Meteorites this large only hit the Earth once a century.

The body of the meteorite was not very solid, so it crumbled into thousands of fragments in the atmosphere, leaving a trail of about 100 km. As the result, pieces of the celestial body were found in the village of Etkul, which is 20 km south of Chelyabinsk. The largest fragment fell into the Lake Chebarkul, 85 km east of the region's capital. For this reason, the meteorite is sometimes called the Chebarkul meteor.

A marble sign was installed by the lake to memorialise the event. The sign is shaped like a lake and is intersected by a metal beam to symbolise the trail of the falling celestial body. The beam states the place and time of the meteor fall. Visitors can look through a special hole in the sign and see the exact spot where the superbolide fell. A red and white buoy also floats on the lake at the place of the impact.

Of course, the earthly adventures of the meteor did not end here. It turned out that it wouldn't be very easy to find the body of the superbolide in the lake because it had split into several fragments. The entire area of the lake bed had to be examined. The search works finally ended in October 2013, eight months later. The largest piece was 654 kg when it was first weighed, but it broke again in the process of lifting and transportation. As a result, the weight of the largest meteor fragment is estimated at about 500 kg.

The smaller fragments that became scattered around the region were hunted down by both scientists and collectors alike. Pieces of meteorites — and stones that looked similar to them - travelled all over the world.

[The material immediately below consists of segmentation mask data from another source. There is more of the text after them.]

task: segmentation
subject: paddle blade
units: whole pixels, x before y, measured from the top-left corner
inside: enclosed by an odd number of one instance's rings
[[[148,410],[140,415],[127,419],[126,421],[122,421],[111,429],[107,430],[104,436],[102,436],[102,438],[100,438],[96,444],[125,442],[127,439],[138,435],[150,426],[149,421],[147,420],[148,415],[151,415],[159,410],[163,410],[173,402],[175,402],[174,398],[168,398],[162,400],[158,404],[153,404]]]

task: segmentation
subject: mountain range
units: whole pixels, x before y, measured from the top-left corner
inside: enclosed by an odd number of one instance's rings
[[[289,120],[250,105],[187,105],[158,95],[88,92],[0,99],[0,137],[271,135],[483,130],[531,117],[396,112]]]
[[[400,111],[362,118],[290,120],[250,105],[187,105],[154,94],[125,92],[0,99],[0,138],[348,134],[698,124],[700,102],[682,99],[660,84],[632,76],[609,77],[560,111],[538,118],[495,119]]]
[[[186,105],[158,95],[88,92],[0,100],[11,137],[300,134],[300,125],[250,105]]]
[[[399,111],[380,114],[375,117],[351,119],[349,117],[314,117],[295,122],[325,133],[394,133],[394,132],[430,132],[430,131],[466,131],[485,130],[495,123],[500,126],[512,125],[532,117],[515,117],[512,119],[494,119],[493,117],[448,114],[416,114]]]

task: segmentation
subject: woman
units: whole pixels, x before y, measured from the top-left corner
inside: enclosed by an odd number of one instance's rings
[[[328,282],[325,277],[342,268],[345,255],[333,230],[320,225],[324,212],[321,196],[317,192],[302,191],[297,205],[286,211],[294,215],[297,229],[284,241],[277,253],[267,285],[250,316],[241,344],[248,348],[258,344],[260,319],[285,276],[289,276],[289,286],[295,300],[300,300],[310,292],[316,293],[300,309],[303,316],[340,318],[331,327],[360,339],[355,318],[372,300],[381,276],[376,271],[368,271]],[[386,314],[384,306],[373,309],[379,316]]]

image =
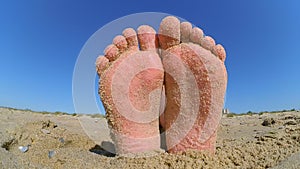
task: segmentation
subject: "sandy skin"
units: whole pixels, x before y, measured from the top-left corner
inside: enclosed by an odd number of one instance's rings
[[[138,44],[139,39],[139,44]],[[160,151],[159,107],[164,71],[156,32],[140,26],[117,36],[96,61],[99,94],[119,155]],[[139,49],[140,46],[140,49]],[[105,65],[106,64],[106,65]]]
[[[227,85],[225,50],[173,16],[162,20],[158,36],[164,49],[167,150],[214,153]]]
[[[161,107],[168,152],[214,153],[227,85],[221,45],[169,16],[158,34],[146,25],[125,29],[104,53],[96,61],[99,94],[117,154],[159,150]]]

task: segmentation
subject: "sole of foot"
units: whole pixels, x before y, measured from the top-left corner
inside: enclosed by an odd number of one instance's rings
[[[167,150],[214,153],[227,85],[225,50],[200,28],[173,16],[162,20],[158,37],[165,71],[161,125]]]
[[[147,25],[114,38],[96,61],[99,95],[116,153],[160,151],[159,108],[164,70],[156,31]]]

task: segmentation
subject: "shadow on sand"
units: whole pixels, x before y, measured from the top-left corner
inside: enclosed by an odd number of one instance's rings
[[[101,146],[96,144],[94,147],[90,148],[89,151],[106,157],[116,156],[115,145],[109,141],[103,141]]]

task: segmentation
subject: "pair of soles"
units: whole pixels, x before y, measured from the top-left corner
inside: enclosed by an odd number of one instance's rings
[[[159,125],[170,153],[214,152],[227,85],[224,48],[173,16],[158,34],[146,25],[137,32],[125,29],[96,61],[116,153],[160,150]]]

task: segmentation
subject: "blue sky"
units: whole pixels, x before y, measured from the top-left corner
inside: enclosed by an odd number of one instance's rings
[[[299,9],[298,0],[3,1],[0,105],[73,113],[74,66],[91,35],[126,15],[163,12],[225,46],[225,107],[236,113],[300,109]]]

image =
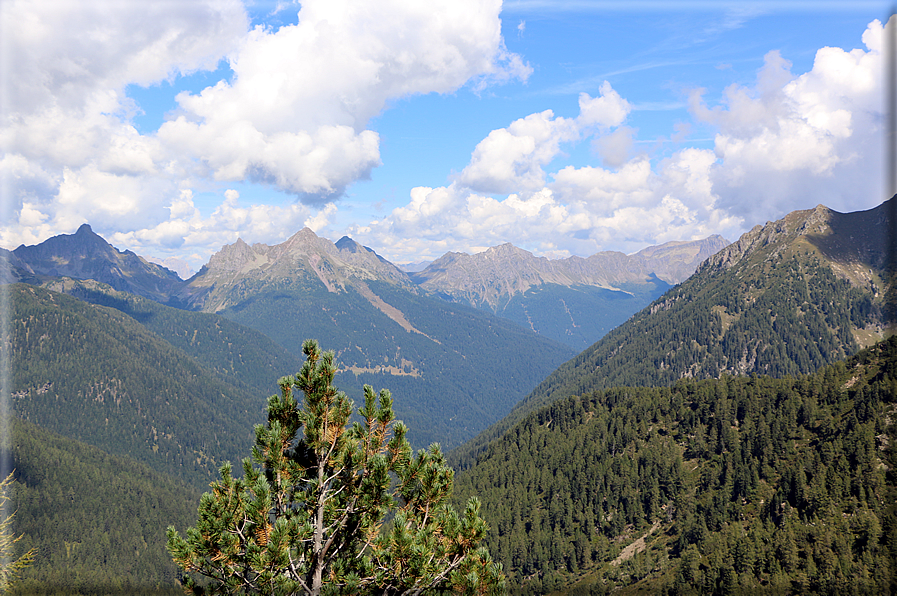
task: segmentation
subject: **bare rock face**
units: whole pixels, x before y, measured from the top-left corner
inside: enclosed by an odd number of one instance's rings
[[[446,253],[423,271],[412,273],[411,279],[428,292],[495,309],[509,297],[545,284],[614,290],[623,284],[648,283],[652,277],[679,283],[727,244],[716,235],[698,241],[668,242],[634,255],[606,251],[586,259],[558,260],[502,244],[475,255]]]
[[[215,312],[233,303],[232,291],[238,285],[258,290],[296,279],[317,280],[335,293],[371,280],[416,291],[404,271],[369,248],[348,237],[334,244],[303,228],[274,246],[250,246],[240,239],[225,245],[189,281],[181,296],[192,308]]]
[[[35,246],[22,245],[12,255],[11,265],[20,272],[17,281],[29,283],[54,277],[93,279],[162,303],[168,302],[182,283],[174,271],[129,250],[116,249],[87,224],[74,234],[54,236]]]

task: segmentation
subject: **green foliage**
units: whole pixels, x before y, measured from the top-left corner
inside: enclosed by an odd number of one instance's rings
[[[891,593],[895,412],[897,337],[802,377],[604,389],[527,416],[456,494],[515,592]]]
[[[868,289],[810,254],[756,254],[703,267],[561,365],[498,424],[451,454],[463,468],[528,413],[609,387],[669,386],[722,375],[807,374],[859,349],[853,330],[880,324]]]
[[[302,364],[267,336],[219,315],[165,306],[93,280],[62,278],[43,287],[125,313],[220,380],[262,400],[279,371],[298,370]]]
[[[257,329],[301,356],[301,339],[345,346],[337,353],[346,366],[366,369],[357,385],[389,384],[406,396],[396,414],[412,430],[414,446],[439,442],[447,448],[498,421],[574,351],[518,325],[447,304],[385,282],[368,282],[379,298],[397,309],[419,332],[407,331],[352,290],[330,292],[317,278],[297,276],[276,289],[241,280],[221,315]],[[290,313],[284,317],[284,313]],[[480,362],[488,359],[488,366]],[[394,366],[406,376],[374,372]],[[349,392],[360,401],[360,391]]]
[[[8,447],[21,552],[12,594],[176,594],[165,527],[196,514],[199,491],[129,458],[16,418]]]
[[[215,378],[130,316],[19,284],[10,303],[20,418],[197,487],[214,477],[216,456],[252,444],[264,398]]]
[[[29,549],[19,555],[16,544],[23,538],[13,533],[13,519],[15,512],[9,512],[12,497],[9,496],[12,484],[12,472],[0,481],[0,593],[5,594],[15,584],[22,573],[34,562],[35,549]],[[18,555],[18,556],[17,556]]]
[[[187,586],[225,594],[502,591],[501,566],[479,546],[487,527],[477,500],[463,515],[448,504],[453,472],[438,446],[412,455],[390,393],[370,386],[362,421],[349,425],[352,402],[333,386],[334,354],[314,341],[303,352],[302,370],[268,400],[243,477],[225,464],[186,538],[168,530],[177,564],[207,578],[188,576]]]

Recommendation. This is why tourists shouldn't buy 'meteors' from unverified traders and unspecialised stores. As the locals like to joke, if you were to combine all of the meteor pieces that are currently on the market, you would end up with more than one meteor.

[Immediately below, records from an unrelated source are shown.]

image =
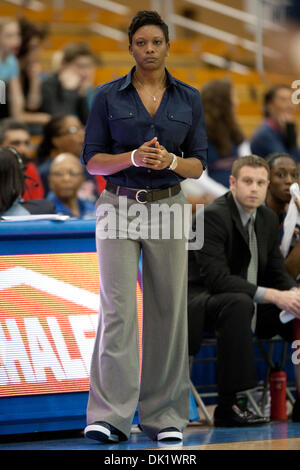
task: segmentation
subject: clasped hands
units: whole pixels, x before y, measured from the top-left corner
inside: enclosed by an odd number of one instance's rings
[[[173,160],[173,155],[159,144],[157,137],[144,142],[135,152],[134,161],[138,166],[152,170],[164,170]]]

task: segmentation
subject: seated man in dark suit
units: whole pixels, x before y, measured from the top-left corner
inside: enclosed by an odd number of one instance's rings
[[[202,249],[189,251],[190,354],[203,331],[216,332],[216,426],[266,422],[236,404],[238,392],[257,385],[252,334],[293,341],[293,322],[282,324],[279,313],[300,318],[300,290],[278,247],[278,218],[264,206],[269,174],[260,157],[237,159],[230,191],[204,210]]]

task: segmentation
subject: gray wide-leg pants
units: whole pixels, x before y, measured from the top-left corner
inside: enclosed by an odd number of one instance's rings
[[[112,233],[112,238],[105,238],[100,227],[105,209],[106,214],[115,210],[119,215],[118,200],[117,196],[104,191],[97,210],[101,306],[91,362],[87,422],[106,421],[129,437],[138,406],[140,425],[155,439],[163,428],[183,430],[189,419],[187,242],[184,235],[180,239],[174,237],[172,221],[168,239],[151,239],[151,236],[135,239],[132,233],[122,238],[124,220],[116,230],[119,238],[113,238]],[[183,207],[186,200],[179,193],[158,202],[165,204],[167,213],[170,206]],[[128,208],[137,204],[130,199],[127,203]],[[151,204],[157,202],[147,204],[148,212]],[[176,223],[182,223],[178,217],[177,214]],[[157,223],[148,216],[143,228]],[[141,252],[143,348],[140,378],[136,282]]]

Where to see the meteor and buy a piece of it

The largest fragment and some of the smaller pieces became the main exhibits of the State Historical Museum of the Southern Urals. They are displayed under a thick glass dome that preserves the fragments in a special microclimate with the temperature not exceeding 18°C and with 50–55% humidity.

On special days like the anniversary of the crash, visitors can even touch a fragment.

If you want to learn more about celestial bodies, we recommend visiting the Natural Science Museum of the Ilmensky Reserve in the town of Miass. The museum compares samples of the Chelyabinsk meteor with other kinds of mineralogical samples (the museum has about 9,000 exhibits and nearly 30,000 objects are stored in its archives).

Remarkably, a small quantity of ilmenite was found within the meteorite. This mineral was first discovered in the Ilmensky mountains, which are actually in the Urals. Moreover, these mountains (located in the Ilmen Nature Reserve) are only 30–40 km from Lake Chebarkul.

Pro tip: You can stop by Chebarkul on the way to the museum of the Ilmen Nature Reserve. Both the lake and the city with the same name are on the road from Chelyabinsk to Miass. You can get to Chebarkul either by car or train (the lake is only 1.5 km away from the railway station and the lake sign is 4 km away).

If you want to take home some souvenirs, both the State Historical Museum of the Southern Urals and the museum of the Ilmen Nature Reserve sell pieces of the meteor as a keepsake. Each piece comes with a certificate of authenticity.